Today’s defenders of a vast bureaucracy trot out the same, tired argument: Life now is much more complicated than the one the Founders lived in — government allegedly needs the unencumbered power to solve modern problems. I would hazard that the men who tackled the challenges of building a nation, quelling rebellions, and tangling with enemies bent on the demise of a fragile republic might disagree that their era was simpler than ours. In fact, one of the grievances against the king listed in the Declaration of Independence echoes the problems of the modern administrative state: “He has erected a multitude of New Offices, and sent hither swarms of Officers to harass our people, and eat out their substance.” The common denominator that endures from their era to ours is human nature — something the Framers understood well. In a complex world or a simple one, people are prone to abuse power. The structure built by the Framers is the most elegant and enduring answer to that perennial problem.

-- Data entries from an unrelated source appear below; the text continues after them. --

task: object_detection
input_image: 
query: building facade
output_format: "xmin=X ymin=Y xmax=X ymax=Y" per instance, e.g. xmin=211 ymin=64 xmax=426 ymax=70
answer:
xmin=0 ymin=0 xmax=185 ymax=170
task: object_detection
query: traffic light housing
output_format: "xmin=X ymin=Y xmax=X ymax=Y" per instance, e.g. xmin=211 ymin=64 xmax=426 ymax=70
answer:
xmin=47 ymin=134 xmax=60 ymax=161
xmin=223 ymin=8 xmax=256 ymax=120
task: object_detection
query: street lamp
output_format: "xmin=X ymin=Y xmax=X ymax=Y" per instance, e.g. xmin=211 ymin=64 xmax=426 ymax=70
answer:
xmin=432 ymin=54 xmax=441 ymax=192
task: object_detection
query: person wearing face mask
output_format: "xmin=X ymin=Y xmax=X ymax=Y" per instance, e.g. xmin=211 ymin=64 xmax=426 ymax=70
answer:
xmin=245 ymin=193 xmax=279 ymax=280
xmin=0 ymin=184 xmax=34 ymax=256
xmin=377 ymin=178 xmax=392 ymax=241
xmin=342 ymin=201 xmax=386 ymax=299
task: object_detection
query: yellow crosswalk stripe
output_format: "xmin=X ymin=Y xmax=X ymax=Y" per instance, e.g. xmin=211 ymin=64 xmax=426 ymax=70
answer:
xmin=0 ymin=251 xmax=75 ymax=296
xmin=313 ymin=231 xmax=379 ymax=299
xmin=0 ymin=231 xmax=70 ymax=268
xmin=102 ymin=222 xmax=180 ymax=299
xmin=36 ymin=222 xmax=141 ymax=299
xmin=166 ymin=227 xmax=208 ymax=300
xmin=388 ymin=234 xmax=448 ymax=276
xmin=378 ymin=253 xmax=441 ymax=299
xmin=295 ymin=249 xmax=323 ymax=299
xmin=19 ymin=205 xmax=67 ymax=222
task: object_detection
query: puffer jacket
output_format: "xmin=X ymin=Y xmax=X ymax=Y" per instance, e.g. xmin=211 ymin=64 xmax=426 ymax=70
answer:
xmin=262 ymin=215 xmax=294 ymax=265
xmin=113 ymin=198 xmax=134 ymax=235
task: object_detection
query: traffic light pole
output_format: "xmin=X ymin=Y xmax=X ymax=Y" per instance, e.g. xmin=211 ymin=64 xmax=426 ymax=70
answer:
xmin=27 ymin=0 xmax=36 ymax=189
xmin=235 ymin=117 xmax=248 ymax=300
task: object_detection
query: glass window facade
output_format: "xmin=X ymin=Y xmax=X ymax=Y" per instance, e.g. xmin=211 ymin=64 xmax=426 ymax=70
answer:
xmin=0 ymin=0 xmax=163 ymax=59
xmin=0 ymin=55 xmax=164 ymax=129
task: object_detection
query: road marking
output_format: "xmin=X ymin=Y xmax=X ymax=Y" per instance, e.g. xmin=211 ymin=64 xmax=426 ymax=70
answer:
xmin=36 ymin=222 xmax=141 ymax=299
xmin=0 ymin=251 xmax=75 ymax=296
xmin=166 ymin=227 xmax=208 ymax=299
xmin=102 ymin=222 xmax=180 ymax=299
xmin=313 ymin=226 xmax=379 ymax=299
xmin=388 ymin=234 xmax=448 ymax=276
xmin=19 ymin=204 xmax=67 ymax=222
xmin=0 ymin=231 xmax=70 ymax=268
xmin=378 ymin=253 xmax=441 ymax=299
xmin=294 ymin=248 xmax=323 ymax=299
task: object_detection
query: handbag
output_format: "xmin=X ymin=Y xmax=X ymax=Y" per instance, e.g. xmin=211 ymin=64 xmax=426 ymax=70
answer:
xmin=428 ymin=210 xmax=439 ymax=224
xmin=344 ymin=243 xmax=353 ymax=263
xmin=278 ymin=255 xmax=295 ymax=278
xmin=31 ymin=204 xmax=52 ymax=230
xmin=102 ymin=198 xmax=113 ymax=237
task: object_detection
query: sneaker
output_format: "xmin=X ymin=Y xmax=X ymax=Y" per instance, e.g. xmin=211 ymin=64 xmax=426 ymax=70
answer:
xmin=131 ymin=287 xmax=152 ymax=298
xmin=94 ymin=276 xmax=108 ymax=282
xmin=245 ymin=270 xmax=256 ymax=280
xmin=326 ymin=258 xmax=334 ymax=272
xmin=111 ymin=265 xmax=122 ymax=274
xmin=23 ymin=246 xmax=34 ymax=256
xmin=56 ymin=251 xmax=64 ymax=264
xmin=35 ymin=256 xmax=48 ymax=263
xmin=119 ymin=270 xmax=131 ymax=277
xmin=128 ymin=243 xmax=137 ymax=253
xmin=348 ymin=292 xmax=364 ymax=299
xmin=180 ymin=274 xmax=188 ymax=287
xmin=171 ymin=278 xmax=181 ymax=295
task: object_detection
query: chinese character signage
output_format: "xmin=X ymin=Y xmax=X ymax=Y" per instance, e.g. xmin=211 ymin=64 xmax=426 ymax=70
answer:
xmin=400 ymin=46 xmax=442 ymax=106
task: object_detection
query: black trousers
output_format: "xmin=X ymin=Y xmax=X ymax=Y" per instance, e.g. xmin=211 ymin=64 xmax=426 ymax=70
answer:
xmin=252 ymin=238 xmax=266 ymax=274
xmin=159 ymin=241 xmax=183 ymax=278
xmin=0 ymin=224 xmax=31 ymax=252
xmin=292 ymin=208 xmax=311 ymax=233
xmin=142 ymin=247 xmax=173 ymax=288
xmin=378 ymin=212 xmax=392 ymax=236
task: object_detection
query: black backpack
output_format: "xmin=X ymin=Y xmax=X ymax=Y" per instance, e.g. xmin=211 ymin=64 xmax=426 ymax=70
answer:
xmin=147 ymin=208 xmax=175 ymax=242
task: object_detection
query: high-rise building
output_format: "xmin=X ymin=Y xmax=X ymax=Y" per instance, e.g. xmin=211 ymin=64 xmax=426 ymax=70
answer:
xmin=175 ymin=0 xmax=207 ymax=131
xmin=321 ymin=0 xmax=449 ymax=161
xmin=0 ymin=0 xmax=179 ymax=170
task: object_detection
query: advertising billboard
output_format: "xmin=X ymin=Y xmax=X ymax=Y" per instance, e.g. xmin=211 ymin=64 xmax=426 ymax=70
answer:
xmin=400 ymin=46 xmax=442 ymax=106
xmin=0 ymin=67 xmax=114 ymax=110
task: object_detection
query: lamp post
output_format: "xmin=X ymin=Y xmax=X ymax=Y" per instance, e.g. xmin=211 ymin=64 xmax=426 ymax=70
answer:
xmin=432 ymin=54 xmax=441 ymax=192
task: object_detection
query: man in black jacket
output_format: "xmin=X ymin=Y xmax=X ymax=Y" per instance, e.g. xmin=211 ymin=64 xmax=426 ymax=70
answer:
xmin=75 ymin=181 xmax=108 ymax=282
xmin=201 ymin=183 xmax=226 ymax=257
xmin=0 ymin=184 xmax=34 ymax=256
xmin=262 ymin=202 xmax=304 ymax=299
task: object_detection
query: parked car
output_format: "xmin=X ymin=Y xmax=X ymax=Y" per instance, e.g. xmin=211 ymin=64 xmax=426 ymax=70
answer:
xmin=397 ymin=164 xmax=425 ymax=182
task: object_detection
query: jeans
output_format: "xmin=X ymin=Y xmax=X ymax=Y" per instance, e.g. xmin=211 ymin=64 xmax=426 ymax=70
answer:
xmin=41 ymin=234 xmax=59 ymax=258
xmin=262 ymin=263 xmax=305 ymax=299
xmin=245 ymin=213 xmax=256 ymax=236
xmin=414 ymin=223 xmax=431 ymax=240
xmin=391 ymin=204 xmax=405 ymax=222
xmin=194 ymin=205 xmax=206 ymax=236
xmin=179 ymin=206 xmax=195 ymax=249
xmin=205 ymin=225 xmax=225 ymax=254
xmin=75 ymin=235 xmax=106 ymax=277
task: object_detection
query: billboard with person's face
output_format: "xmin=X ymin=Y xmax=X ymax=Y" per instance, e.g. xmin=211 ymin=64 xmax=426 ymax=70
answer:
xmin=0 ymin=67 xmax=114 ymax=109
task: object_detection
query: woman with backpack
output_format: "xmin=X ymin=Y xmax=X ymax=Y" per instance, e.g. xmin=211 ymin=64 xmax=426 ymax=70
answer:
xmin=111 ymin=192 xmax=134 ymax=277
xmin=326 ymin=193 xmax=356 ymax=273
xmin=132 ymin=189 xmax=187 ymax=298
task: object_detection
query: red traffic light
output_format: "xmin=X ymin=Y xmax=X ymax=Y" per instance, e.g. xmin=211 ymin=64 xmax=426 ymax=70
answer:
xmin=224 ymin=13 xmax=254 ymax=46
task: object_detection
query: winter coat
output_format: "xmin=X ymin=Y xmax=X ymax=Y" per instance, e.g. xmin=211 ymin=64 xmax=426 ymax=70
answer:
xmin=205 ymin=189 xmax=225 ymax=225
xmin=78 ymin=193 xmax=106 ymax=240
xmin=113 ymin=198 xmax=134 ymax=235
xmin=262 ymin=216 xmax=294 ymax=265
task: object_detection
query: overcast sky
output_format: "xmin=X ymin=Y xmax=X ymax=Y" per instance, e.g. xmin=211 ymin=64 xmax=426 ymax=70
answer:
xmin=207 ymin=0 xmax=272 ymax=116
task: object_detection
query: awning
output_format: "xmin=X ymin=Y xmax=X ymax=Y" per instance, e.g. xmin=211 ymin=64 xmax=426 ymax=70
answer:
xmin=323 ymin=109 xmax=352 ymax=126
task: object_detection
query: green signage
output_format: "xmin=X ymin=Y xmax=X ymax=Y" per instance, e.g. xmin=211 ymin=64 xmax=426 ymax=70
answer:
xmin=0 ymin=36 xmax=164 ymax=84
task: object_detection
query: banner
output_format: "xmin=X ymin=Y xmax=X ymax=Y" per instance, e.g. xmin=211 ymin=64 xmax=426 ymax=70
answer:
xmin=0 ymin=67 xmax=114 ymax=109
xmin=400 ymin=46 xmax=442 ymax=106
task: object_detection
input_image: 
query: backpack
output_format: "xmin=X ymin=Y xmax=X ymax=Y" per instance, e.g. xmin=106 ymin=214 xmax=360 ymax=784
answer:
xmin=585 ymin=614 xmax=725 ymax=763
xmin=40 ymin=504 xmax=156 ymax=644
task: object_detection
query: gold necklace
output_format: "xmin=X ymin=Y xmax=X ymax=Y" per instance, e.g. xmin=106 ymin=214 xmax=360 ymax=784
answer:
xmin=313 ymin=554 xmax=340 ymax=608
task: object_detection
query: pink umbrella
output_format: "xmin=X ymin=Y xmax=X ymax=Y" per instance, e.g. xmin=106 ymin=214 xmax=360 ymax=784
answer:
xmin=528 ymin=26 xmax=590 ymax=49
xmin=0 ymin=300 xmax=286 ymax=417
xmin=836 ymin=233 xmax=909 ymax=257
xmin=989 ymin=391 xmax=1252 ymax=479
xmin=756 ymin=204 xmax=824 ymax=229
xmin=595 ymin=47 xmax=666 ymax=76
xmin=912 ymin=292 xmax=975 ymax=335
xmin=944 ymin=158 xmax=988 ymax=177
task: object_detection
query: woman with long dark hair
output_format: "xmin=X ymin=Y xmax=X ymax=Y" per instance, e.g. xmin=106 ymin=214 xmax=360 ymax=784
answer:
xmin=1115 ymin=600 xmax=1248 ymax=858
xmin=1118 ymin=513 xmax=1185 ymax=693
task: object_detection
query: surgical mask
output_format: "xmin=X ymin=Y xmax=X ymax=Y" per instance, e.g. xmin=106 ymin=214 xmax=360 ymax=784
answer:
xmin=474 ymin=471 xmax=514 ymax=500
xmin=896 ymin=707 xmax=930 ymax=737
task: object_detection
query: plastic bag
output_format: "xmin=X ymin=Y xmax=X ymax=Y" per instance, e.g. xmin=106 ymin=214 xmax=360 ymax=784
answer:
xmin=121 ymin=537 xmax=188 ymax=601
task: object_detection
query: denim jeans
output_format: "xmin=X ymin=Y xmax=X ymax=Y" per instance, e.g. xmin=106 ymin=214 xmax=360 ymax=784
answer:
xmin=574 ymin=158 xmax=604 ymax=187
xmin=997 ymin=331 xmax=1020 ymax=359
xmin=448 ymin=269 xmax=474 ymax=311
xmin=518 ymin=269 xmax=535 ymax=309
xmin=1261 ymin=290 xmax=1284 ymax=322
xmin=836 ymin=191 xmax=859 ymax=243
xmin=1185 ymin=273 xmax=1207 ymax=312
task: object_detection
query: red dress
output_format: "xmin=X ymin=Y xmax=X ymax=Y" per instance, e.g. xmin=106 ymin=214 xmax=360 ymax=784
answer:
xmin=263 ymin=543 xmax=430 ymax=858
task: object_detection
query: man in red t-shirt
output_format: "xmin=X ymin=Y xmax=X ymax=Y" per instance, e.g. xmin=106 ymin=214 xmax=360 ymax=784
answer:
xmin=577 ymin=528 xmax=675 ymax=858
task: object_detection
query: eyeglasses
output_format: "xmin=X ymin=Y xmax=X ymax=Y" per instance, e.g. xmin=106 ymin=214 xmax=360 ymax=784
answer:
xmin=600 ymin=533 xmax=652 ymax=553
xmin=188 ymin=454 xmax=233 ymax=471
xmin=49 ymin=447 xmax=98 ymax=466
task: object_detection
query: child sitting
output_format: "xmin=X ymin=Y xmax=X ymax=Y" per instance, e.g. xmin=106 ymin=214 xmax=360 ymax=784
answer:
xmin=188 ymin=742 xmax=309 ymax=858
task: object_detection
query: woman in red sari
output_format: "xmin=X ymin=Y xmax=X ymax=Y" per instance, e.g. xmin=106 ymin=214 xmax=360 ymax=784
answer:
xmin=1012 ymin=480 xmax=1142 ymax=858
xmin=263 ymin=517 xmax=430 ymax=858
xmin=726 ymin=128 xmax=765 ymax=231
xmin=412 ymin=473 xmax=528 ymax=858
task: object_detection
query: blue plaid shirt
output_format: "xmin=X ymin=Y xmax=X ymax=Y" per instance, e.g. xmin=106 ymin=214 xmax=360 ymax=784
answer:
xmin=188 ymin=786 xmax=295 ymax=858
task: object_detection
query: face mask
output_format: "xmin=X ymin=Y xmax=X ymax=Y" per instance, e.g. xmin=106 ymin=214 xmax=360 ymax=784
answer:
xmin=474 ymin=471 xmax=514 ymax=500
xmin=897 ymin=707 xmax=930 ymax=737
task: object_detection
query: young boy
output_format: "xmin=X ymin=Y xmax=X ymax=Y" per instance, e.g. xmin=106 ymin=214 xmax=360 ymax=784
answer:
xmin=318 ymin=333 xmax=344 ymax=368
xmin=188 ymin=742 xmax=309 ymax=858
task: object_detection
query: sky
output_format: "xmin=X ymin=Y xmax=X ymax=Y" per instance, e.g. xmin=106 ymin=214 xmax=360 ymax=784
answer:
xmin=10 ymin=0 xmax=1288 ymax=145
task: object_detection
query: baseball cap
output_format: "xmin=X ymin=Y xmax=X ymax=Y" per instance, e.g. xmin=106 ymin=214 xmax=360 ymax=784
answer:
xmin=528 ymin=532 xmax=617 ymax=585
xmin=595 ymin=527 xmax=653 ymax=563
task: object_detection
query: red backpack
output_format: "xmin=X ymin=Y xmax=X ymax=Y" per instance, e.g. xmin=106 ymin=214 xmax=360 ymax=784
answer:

The “plot” to end the administrative state is, in fact, an uphill battle to reclaim the principles that founded our free nation. If there’s any plot, it’s the one that has been perpetrated since at least the beginning of the 20th century — to put an end to the separation of powers that stands as the primary barrier to ambitious and power-hungry rulers. In any case, if the revival of the separation of powers is indeed a plot, consider me an eager co-conspirator.